Keiren Westwood must get the jokes on a regular basis, not that he ever actually joined the police force but being in the process of filling out the application form when football seemed to have nothing left to offer, is surely tantamount to justification for a lifetime of jibes.
“Officer Westwood”, he has surely heard on more then a few occasions. Now he protects the Irish goal and serves the Irish defence as the last line.
Andy Rhodes was the Carlisle United goalkeeping coach in 2004 and was the man who ultimately resurrected Keiren Westwood’s career. After being released by Manchester City after breaking his hand while on loan at Oldham Athletic there was an air of desperation in his hunt for a club. Bradford City weren’t convinced.

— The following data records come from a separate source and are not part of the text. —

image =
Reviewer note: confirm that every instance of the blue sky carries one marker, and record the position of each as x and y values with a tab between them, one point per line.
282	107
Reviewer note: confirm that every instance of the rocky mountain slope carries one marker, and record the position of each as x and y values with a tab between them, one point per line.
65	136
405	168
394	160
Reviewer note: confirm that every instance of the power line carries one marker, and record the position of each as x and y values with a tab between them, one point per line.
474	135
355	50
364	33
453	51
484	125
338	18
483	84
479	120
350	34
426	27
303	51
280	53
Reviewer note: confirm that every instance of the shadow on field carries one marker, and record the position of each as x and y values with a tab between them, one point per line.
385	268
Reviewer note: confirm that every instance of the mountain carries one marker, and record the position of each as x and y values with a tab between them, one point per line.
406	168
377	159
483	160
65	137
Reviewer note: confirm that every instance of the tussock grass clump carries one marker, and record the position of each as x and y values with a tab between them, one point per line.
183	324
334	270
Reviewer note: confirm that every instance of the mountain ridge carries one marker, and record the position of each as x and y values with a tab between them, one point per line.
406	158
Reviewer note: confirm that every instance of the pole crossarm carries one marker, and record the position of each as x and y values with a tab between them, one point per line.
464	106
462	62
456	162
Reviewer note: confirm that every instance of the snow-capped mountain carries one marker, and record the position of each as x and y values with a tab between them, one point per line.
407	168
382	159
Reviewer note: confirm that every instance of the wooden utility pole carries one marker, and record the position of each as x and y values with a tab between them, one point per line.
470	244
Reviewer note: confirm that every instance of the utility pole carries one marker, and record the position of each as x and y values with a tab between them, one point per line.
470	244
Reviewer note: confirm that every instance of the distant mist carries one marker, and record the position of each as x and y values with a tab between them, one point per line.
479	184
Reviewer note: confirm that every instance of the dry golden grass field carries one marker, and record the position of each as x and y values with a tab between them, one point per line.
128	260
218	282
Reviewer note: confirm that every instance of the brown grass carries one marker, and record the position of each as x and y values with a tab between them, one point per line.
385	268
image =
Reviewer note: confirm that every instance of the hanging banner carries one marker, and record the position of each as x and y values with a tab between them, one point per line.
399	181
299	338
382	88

Westwood then played behind Dave Watson and Neville Southall in an All Star team against Accrington Stanley and played the proverbial stormer. With a 46 year old Southall offering protection at centre back he probably had no choice but to.
Westwood was asked back to Stanley for another friendly but when he turned up there were two goal keepers present and no kit for him. This seemed to be the end of the line and another line of the blue persuasion beckoned. But Rhodes and Carlisle got there first.
Initially used as backup, Westwood over time fought his way to become the clubs first choice goalkeeper and helped back to back promotions out of the wilderness of non-league football as play off winners in 2004-5 and straight up the footballing ladder as League Two champions in 2005-06.
Westwood’s gradual and steady progress continued when in his final season with Carlisle in the 2007-08 season he joined the likes of Jermaine Beckford and Jason Scotland in the League One PFA team of the year. He also one all of Carlisle’s player of the year awards that season.
And with the end of the season came a deserved move to Coventry City. And such was his form he made yet another PFA team of the year for 2008-09 in the Championship and also made his Republic of Ireland debut in a friendly against Nigeria at Fulham’s Craven Cottage, alongside 5 other Irish debutants. But it was a bitter sweet time amongst Irish Goalkeepers, Dean Kiely walking out of the Irish camp after learning of Westwood jumping the queue.
In March of last year, three months before joining Sunderland, Westwood made his competitive debut for Ireland replacing the injured Shay Given in the 2-1 victory over Macedonia; a game that a crucial late save by him ensured Ireland joined Russia and Slovakia on level points on the road to qualification for Euro 2012.
Within the two years before he made his competitive Irish debut, Westwood lost his link to his Irish roots. The heritage that ensured the man with the Manchester accent could join the Irish set up were his grandparents; Lawrence and Mary from Wexford.
His competitive debut was an emotional one. “They were just brilliant people,” he said after the Macedonian win. “It has been really tough losing them, one after the other. They were a massive influence on my life when I was growing up and always there for me. I wanted to play for Ireland for them since I was a kid. Before every game, I have a quiet moment under the towel on the penalty spot to think about them. This was for them.’” So his willingness to don green wasn’t a convenient option but one inherent in him.
The move to Sunderland at the beginning of last season in a free transfer started favourably but despite some decent and noted performances he lost hos place to Belgian international Simon Mignolet whos form has seen the 24 year old become Belgium’s number one keeper.
The favored line trotted out on Wednesday night was that Westwood needs regular first team football. He does, but a move is not imminent and it’s likely he will have to endeavour to fight for his place ahead of Mignolet. But with the fight he’s undertaken to date to rebuild his career it’s clear that it’s not beyond him.
Neither is the ability to repalce Given. Despite an early rush of blood, Westwood looked composed in Serbia on Wednesday night. Greater tests lie ahead, but it’s one a collective Irish effort will have to undertake.
Shay left quickly in the end, not much fuss. Westwood sat quietly in the background while everyone gave their farewell speeches. He took over from his mentor with little fanfare. He has competition from Darren Randolph and to a lesser extent David Forde, but relaistically his starting place for Ireland is his to lose. How he grows into the role time will tell. But it’s in his hands.